Revealing the real-world applicable setting of online continual learning

The motivation of online continual learning (CL) is training agents to learn from an infinite stream of data and quickly accommodate changes in the data distribution. However, current online CL datasets are synthesized by common classification datasets by splitting all classes into disjoint tasks where disjoint task streams have little temporal relations, resulting in a CL setting far from realistic. In this paper, we ask two questions: (i) What are the characteristics of real-world CL scenarios? (ii) How existing methods perform on real-world CL scenarios?
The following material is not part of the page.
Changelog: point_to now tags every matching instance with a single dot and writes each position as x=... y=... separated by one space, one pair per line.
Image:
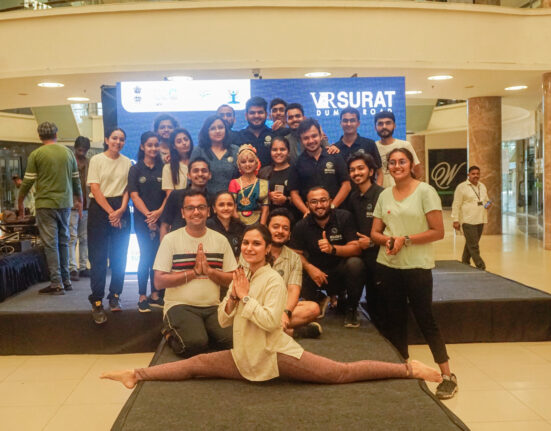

To answer the first question, we propose the first realistic CL setting coined instance-based continual learning (IBCL). IBCL has no task or class boundaries and requires algorithms to predict and learn from instance streams simultaneously. The life cycles of classes under IBCL are dynamic and instances belonging to the same class might evolve over time. For each sequentially arrival instance, algorithms are required to give the recognition result and then perform changes based on its label. No additional training resource are available except for the instance stream in evaluation. To answer the second question, on CORe50 and mini-ImageNet, we compare current online CL methods under the IBCL setting with both the traditional ResNet18 backbone as well as the recent transformer-based backbone ViT on the IBCL setting. Three aspects including the recognition performance, the latency, and the memory usage of current methods are analyzed. Experiment results show that current online CL methods perform poorly in the real CL scenarios, and methods using the transformer-based backbone perform better than the CNN-based counterparts.